Similarly, it's only after Russell falls in love with Morris, and when he's arrested for embezzlement that we get a flashback (actually, a flashback within a flashback) in which we see Russell's previous boyfriend, Jimmy (Rodrigo Santoro), dying of AIDS. In prison, Morris, who's angry with Russell for making him an unwitting accomplice (which requires him to be very, very stupid, considering Russell's lavish spending), says that he never wants to see him again, and the narration confirms that this was the last time Russell ever saw him. Needless to say, this is a particularly black period in Russell's life, so when we see him refusing to eat in the prison cafeteria, throwing up in his toilet, and then a shot of him lying on his bed, so thin that his rib cage is visible, one might conclude that he's attempting to kill himself by starvation. It's only then that a prison doctor informs him he has AIDS, which brings us back to the beginning, with Russell on a hospital bed waiting to die. At this point, the point of view shifts to Morris, who learns from another inmate that Russell has died. So when Russell then turns up at the prison, alive and healthy, impersonating Morris' lawyer, and Morris punches him in the face, we're in complete sympathy with his disgust at Russell. But, as Morris makes contact, Ficarra and Requa employ a freeze frame, and Russell takes over again as narrator, explaining how he did it over flashbacks to earlier events, filling in the gaps in our knowledge, in which we're encouraged to marvel at his daring and ingenuity in pulling it off, leading up to the unforgettable punch line, "And for all that time, all those doctors, all those nurses, all those facilities--not one of them ever thought to give me an AIDS test."

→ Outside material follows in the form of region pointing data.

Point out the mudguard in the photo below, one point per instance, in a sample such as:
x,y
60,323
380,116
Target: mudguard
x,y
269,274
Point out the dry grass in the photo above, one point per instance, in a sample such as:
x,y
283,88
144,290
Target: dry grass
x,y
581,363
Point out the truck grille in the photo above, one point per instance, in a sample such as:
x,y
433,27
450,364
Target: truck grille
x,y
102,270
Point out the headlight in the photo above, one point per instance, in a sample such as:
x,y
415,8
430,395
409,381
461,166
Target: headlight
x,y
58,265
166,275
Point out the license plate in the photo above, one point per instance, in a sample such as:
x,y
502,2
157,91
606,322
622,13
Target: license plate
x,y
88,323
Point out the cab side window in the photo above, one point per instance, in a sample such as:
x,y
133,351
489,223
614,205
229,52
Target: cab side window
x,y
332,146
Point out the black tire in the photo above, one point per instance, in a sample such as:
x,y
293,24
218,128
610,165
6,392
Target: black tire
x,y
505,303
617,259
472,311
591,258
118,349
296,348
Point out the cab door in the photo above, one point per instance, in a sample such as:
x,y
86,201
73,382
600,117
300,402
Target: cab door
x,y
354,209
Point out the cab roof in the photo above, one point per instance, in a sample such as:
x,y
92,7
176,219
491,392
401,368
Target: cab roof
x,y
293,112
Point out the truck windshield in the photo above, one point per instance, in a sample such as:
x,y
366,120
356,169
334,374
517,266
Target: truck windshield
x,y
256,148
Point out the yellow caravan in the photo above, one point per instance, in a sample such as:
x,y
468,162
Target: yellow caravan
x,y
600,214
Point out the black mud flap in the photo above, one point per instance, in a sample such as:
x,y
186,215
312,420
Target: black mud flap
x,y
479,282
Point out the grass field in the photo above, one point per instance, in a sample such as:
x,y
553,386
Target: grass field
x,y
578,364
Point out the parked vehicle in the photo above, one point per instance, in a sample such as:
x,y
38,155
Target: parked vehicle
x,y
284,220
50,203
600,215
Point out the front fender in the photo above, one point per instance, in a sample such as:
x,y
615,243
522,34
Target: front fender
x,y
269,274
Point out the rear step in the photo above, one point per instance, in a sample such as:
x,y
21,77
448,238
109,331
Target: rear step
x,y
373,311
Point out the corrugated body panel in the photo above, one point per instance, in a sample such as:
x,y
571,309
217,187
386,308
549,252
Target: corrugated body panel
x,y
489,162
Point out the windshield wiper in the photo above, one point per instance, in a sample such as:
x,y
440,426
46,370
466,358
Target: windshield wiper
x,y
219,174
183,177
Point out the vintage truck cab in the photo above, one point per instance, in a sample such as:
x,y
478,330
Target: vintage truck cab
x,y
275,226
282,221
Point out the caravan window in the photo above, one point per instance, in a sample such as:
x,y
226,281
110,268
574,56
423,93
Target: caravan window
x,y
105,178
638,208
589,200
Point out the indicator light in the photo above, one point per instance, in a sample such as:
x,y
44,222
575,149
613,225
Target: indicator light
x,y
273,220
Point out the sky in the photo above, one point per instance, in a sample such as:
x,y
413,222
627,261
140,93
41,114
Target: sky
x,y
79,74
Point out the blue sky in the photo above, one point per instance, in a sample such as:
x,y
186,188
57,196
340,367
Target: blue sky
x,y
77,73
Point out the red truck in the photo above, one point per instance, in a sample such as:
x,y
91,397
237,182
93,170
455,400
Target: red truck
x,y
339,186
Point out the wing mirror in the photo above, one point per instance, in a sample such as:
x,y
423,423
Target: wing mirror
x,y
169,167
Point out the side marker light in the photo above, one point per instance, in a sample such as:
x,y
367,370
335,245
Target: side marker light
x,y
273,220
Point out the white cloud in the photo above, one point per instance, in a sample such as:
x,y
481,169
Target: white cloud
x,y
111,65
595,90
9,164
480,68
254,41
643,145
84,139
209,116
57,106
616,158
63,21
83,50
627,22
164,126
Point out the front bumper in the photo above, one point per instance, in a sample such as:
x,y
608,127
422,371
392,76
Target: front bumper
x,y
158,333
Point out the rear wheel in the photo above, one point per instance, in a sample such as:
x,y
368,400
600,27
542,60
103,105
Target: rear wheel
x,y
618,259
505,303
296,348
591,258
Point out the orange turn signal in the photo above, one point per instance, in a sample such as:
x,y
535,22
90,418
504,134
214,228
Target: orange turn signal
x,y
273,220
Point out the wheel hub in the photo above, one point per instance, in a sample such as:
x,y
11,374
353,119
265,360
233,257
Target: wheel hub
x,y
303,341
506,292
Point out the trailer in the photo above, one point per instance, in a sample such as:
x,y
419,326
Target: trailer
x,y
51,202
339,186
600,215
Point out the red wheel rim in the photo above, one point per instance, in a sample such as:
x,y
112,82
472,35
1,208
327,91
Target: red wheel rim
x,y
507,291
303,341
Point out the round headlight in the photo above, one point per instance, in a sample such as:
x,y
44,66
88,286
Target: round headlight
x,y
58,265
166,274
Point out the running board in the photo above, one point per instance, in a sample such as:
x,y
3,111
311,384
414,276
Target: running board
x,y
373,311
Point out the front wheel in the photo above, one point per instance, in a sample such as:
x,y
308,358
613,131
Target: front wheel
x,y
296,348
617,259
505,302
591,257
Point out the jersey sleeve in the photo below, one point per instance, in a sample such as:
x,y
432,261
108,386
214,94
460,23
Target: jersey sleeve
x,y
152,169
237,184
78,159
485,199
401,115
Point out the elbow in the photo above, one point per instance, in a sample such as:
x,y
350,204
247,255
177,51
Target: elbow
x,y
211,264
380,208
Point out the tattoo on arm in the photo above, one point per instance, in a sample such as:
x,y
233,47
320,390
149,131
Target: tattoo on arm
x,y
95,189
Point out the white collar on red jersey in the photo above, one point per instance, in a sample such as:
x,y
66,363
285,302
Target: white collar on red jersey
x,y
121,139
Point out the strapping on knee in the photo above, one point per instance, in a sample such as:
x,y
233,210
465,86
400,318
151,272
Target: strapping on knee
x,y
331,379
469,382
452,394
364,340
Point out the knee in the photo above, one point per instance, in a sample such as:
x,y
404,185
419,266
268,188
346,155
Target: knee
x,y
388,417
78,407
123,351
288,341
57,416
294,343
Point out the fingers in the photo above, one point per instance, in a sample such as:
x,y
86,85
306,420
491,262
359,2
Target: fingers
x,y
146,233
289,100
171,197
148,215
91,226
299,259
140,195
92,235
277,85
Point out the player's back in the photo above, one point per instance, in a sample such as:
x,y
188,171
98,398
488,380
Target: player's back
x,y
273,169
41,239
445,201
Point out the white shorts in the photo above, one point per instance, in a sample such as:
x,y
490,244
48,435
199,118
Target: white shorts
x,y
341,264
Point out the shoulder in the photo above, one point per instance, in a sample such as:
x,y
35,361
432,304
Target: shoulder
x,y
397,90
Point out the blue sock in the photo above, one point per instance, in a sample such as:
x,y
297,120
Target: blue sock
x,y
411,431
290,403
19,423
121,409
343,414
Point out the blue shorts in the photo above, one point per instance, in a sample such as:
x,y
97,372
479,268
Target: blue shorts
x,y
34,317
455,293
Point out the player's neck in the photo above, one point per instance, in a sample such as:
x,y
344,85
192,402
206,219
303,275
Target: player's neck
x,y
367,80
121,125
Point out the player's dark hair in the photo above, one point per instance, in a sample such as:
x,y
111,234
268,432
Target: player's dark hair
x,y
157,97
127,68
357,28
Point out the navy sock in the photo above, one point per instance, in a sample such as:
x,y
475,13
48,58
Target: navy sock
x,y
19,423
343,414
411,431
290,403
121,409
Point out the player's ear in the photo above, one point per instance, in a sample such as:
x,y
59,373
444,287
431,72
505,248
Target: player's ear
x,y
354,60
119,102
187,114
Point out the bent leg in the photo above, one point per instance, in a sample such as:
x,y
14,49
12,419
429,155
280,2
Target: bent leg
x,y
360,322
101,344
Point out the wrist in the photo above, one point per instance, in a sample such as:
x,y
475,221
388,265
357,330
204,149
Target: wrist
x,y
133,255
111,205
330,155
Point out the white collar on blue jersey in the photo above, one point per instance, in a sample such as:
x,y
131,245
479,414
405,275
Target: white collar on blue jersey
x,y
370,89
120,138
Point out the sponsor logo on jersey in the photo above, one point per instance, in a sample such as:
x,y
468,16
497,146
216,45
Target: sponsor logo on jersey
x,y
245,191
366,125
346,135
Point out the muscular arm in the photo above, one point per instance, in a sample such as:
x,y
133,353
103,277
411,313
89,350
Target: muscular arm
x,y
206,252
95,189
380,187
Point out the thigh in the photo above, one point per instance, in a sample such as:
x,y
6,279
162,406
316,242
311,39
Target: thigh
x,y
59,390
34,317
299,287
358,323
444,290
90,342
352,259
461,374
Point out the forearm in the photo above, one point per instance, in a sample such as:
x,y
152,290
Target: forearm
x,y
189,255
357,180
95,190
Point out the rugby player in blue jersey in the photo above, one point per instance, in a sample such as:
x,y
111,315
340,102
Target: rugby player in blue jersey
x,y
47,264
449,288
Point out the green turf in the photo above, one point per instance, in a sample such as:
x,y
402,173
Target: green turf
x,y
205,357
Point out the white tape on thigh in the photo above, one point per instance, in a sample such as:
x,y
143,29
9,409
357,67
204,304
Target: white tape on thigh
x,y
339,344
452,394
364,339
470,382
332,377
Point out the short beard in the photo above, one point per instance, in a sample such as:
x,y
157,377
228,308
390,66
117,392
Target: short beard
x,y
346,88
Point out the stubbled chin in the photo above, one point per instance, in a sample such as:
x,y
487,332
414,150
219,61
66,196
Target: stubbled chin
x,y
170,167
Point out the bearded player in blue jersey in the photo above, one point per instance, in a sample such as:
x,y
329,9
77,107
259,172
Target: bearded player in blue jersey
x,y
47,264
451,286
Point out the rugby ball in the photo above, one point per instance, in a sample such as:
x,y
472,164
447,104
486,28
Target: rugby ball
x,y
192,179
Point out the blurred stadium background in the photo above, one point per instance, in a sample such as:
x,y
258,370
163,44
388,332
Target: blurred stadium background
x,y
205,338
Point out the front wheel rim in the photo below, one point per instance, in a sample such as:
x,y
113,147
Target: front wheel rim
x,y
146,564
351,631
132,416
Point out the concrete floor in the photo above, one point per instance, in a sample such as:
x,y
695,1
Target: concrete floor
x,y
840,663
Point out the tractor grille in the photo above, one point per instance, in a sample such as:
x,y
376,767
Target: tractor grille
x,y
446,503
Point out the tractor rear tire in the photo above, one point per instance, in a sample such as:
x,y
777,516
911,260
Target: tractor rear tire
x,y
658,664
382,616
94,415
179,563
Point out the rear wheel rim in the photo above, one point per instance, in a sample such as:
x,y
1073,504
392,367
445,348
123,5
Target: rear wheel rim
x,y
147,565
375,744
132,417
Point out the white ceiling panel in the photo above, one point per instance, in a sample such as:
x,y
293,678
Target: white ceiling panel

Ultimately, Russell's numerous prison escapes proved so embarrassing for the state of Texas, and then-Governor George W. Bush, that he was handed an absurd 144 year sentence, despite being a non-violent offender. There's now a campaign to have Russell released, and the film is clearly designed to generate sympathy for his cause, even if it's a little too clear-eyed about him to function as simple propaganda. As in Charles Chaplin's Monsieur Verdoux (1947), the film goes out of its way to make the people that Russell steals from as unsympathetic as possible. For instance, his decision to embezzle funds from the North American Medical Management was motivated less by greed than by his hatred of the stupid and racist people he was working for. Furthermore, according to the film, his scheme of investing medical cheques for the short time the company had them, and then pocketing half of the interest for himself, was actually making the company money. All things considered, Russell's crimes seem positively benign compared to the hucksters on Wall Street, who caused a global economic recession while raking in billions in bonuses for the good work they were doing.

Despite their audacity in asking viewers to sympathize with Russell, Ficarra and Requa are still operating within the bounds of traditional Hollywood filmmaking, and I know that I won't see a better crafted studio comedy this year (although Edgar Wright's Scott Pilgrim vs. the World [2009] is more formally audacious in its Stephen Chow-derived live action-cartoon silliness, in terms of dramaturgy, none of the characters have the slightest shading or nuance, and the whole enterprise runs out of steam in the closing stretch), or for that matter, a funnier one. It's really, really funny. Seriously.